A conversion van is also more money than you need to spend, particularly if you are transporting cats.  Gary is right, it would probably be cheaper to stay in motels than get any kind of camper or motorhome.  However if you really want the RV, than you may be able to get a small class C cheaper than a class B.  Another option is to get a regular van and have it converted the way you want it.  See www.sportsmobile.com - they can do it the way you want.


----------



## hertig (May 5, 2003)

? Conversion Vans

A conversion van is a van which has been fully carpeted, with wall and ceiling treatment.  It usually has 4 captain's chairs, a bench seat which folds down to a bed the width of the van, and a removable table.  They do not have a fridge.  They do usually have shades or drapes, so with some sort of cover over the windshield and drivers/passengers windows, you could use a porta potty.  For your usage, I'd have the 2 rear captains chairs removed.  Of course, if I was hauling cats, I'd do without the carpet and cloth walls too 

'SOME CATS' hate change.  Our two cats are also indoor cats, and also have only been out to go to the vets.  However, they love riding in the truck while we are on the move, particularly on the dash board in the sun.  At night, they go into the trailer with us.  We have them harnessed at all times and leashed when we stop so they can't get away if startled or curious. 

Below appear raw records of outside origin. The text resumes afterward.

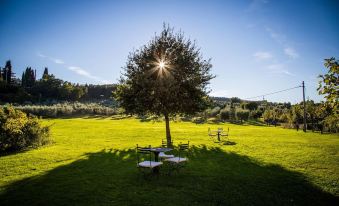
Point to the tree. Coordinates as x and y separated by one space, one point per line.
8 72
168 76
251 106
28 77
45 74
329 84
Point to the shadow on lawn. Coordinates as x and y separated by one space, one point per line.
212 177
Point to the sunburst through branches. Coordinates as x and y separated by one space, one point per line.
161 66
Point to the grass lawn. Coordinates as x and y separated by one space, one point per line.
92 162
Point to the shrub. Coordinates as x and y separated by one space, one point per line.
19 131
68 109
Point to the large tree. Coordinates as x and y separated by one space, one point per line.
329 86
167 76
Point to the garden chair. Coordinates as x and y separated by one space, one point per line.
162 155
225 134
210 133
147 164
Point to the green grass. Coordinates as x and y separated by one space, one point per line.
92 162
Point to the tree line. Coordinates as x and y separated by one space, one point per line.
48 87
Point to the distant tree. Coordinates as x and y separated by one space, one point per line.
329 86
252 106
167 76
235 100
8 72
28 77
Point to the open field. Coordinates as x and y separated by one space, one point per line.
92 162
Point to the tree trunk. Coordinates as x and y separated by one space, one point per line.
168 132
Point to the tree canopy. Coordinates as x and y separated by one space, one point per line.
167 76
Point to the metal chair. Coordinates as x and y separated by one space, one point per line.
149 164
225 134
180 159
162 155
210 133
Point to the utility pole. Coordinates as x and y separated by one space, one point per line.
305 126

Give your kids a try.  If you have a large carrier they can all fit in, pad it up good, and take them for a ride; see what they think of it.  If you only have a carrier big enough for 2, take them out a pair at a time.  Our girl can't stand to go by herself, but she's calm as anything if the boy is with her.

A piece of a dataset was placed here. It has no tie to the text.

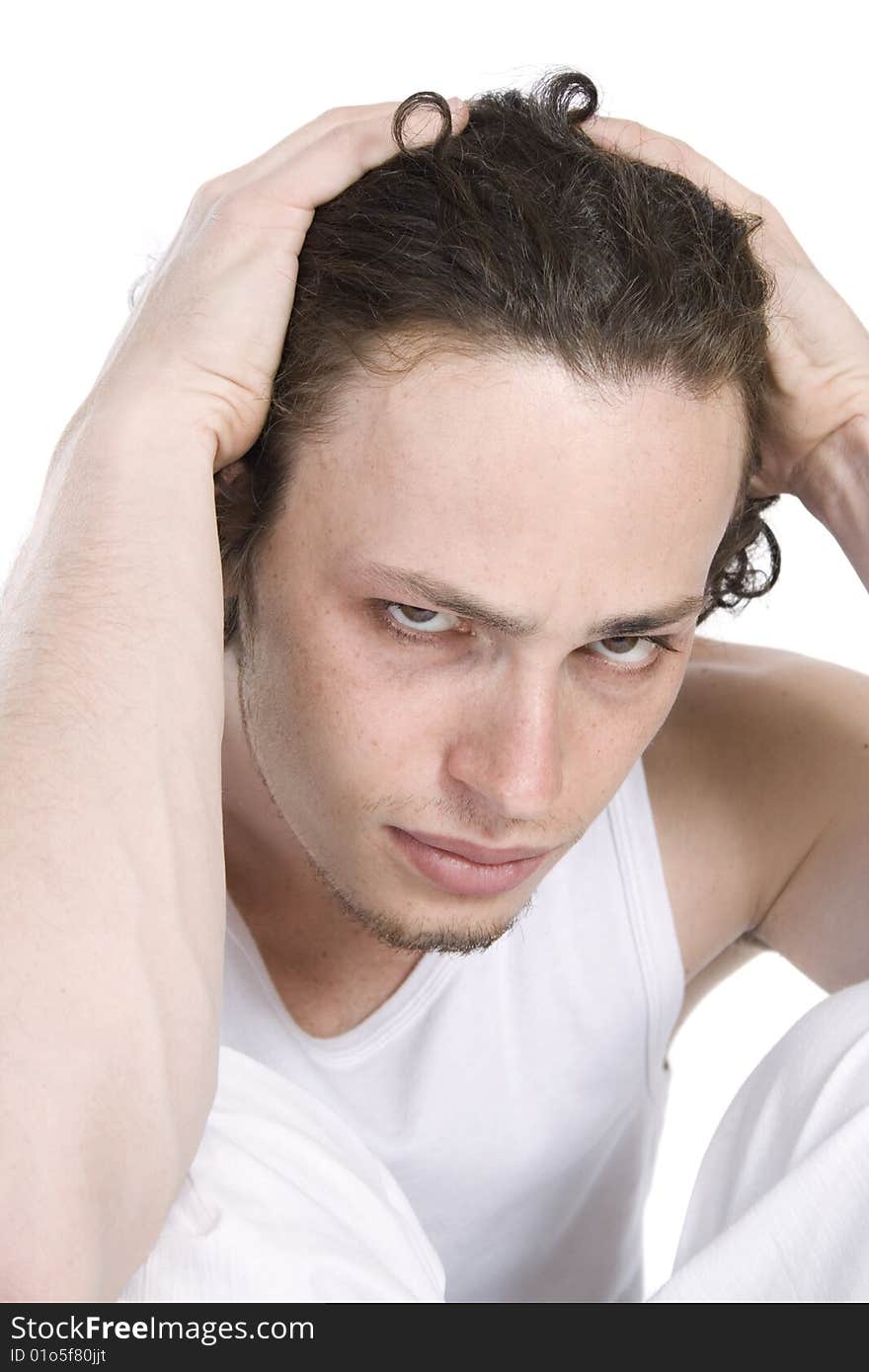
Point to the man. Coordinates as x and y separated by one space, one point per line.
521 726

It is very likely that a conversion van does NOT have a 'coach' battery, so even though it is technically possible to run your TV (using a device called an inverter), you should not do it.  There are options, of course.  Your best bet is to get an AC/DC TV/VCR (9" is common, but you can find 13" if you look hard enough).  Or an inverter with a rating high enough to handle your existing unit.  The trick is the power source.  They have 'portable power sources' which are basically a packaged battery with charging circuitry and 12 volt 'cigarette lighter' sockets.  Plug your TV or inverter into this, and you are good to go.  Plug the 'power source' into the van cigarette lighter while you are driving to recharge.  I have 2 of these; 1 is good for an evening of TV or about 2/3 of a movie on tape.

The other option is to add or have a 'coach' battery added to the van.  This MUST be a deep cycle battery, not a car battery or even the hybred battery often pushed by auto parts places.  Make sure that it is charged by the van's alternator and does not drain the van battery during use. If you did go this route, you could also have a 'powered cooler', which is like a small cooler except the cooling is provided by plugging it into the coach battery.  Not as good as a fridge, but at least you don't waste space and trouble dealing with ice.


----------